SPEAKER: Dr. Samy Madbouly, Materials Scientist, Physical Science Division, Pacific Northwest National Laboratory


Dr. Madbouly is a materials scientist at the Physical Science Division, PNNL. He received his Ph.D. from the Department of Organic and Polymeric Materials, Tokyo Institute of Technology, Japan. He has been awarded the Alexander von Humboldt postdoctoral Fellowship (Mainz University, Germany) and the Japan Society for Promotion of Science Postdoctoral Fellowship (Tokyo Institute of Technology). He served as a senior research scientist at the School of Polymers and High-Performance Materials, University of Southern Mississippi, and at the Center for Biomaterial Development, Institute of Polymer Research, GKSS, Germany. He also worked as Assistant Professor in the Department of Materials Science and Engineering at Iowa State University and Plastics Engineering Technology/Polymer Engineering and Science at Pennsylvania State University. He is also employed as a Senior Polymer Engineer at Schlumberger and Formosa Plastics. He published over 100 peer-reviewed journal papers, 8 patents, three books, and 23 book chapters.

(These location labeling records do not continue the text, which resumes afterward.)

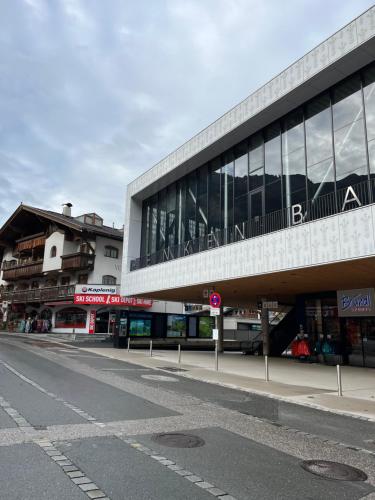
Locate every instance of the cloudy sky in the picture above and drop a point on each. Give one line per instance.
(94, 92)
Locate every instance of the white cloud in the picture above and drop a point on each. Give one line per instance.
(93, 93)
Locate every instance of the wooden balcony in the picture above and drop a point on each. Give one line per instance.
(30, 244)
(22, 270)
(39, 294)
(77, 261)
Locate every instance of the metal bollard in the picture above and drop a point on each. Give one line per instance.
(216, 355)
(339, 382)
(266, 369)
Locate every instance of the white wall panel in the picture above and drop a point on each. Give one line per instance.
(344, 236)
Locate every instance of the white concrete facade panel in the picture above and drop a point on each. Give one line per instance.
(341, 237)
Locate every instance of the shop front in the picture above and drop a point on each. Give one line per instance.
(338, 327)
(149, 325)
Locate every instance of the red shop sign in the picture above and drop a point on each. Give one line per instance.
(92, 319)
(111, 300)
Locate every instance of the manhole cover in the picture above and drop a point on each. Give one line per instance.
(177, 440)
(333, 470)
(160, 378)
(171, 369)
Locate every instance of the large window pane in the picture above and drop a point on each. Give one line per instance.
(256, 154)
(181, 204)
(273, 197)
(171, 215)
(240, 169)
(227, 175)
(190, 209)
(153, 223)
(318, 130)
(241, 209)
(145, 243)
(176, 325)
(347, 102)
(214, 206)
(162, 218)
(369, 96)
(272, 153)
(294, 171)
(293, 136)
(256, 179)
(321, 179)
(350, 154)
(202, 179)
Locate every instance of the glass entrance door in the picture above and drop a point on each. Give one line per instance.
(354, 341)
(368, 339)
(360, 334)
(256, 203)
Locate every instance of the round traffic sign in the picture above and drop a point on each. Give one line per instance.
(215, 300)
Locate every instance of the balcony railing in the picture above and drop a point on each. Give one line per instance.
(318, 208)
(30, 244)
(39, 294)
(76, 261)
(25, 269)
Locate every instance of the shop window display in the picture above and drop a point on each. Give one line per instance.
(176, 325)
(72, 317)
(140, 327)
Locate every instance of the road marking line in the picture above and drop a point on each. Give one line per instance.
(71, 406)
(76, 476)
(177, 469)
(17, 418)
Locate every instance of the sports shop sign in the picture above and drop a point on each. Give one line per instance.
(106, 295)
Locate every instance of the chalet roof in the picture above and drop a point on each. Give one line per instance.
(63, 220)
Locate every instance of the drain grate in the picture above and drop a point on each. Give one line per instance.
(172, 369)
(178, 440)
(333, 470)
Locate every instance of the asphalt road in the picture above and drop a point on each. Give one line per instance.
(74, 425)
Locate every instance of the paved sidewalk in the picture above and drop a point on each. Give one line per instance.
(302, 383)
(307, 384)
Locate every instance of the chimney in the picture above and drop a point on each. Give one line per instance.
(67, 209)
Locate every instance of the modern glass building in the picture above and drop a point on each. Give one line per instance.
(274, 201)
(309, 157)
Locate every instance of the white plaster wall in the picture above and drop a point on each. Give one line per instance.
(70, 247)
(344, 236)
(7, 256)
(106, 265)
(52, 263)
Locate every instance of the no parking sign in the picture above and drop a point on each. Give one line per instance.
(215, 300)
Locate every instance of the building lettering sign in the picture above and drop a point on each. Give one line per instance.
(96, 289)
(357, 302)
(111, 300)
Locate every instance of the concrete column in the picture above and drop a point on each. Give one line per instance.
(220, 327)
(265, 331)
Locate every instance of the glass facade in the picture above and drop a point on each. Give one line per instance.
(307, 158)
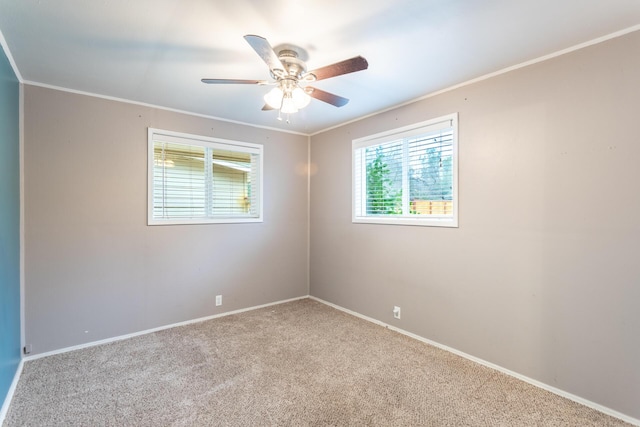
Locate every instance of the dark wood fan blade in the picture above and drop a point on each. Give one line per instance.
(344, 67)
(327, 97)
(235, 81)
(266, 52)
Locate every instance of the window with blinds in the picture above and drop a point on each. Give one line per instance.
(408, 175)
(195, 179)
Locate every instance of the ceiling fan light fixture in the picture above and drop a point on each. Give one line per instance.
(274, 98)
(288, 104)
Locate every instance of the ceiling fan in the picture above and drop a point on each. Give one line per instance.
(291, 78)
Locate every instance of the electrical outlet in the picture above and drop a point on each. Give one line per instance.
(396, 312)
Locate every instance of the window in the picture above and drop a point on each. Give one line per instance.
(408, 176)
(196, 179)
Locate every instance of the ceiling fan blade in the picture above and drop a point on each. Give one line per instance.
(344, 67)
(266, 52)
(327, 97)
(235, 81)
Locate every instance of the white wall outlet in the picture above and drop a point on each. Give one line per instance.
(396, 312)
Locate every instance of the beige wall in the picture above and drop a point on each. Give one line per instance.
(542, 276)
(95, 270)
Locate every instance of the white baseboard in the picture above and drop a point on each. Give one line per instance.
(148, 331)
(12, 389)
(521, 377)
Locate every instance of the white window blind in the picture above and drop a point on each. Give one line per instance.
(195, 179)
(408, 175)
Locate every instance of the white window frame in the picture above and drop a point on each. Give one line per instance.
(206, 142)
(359, 200)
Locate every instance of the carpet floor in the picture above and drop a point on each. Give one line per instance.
(295, 364)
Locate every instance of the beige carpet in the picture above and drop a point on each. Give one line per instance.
(295, 364)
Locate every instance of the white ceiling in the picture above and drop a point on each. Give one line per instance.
(156, 51)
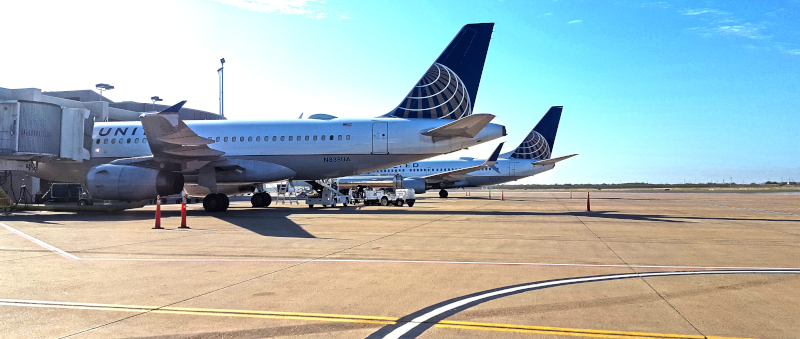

With the recent effort to establish green chemistry and sustainability, great attention has been devoted to replacing petroleum-based polymers with more environmentally friendly biopolymers based on renewable resources. The growing interest in replacing petroleum-based products by inexpensive, renewable, natural materials is important for sustainable development into the future and will have a significant impact on the polymer industry and the environment. In this presentation, the synthesis, processing, and characterization of different types of bio-based polymers including plant oil-based polyurethane dispersions, foams, blends, and composites will be summarized. In addition, the biodegradation behavior of some selected bio-based polymer blends and composites in soil under typical landscape conditions will be presented.  It is very crucial to understand the behavior of these important bio-based green polymers so that they can be designed in a controlled and reproducible manner to produce structural materials with desirable properties.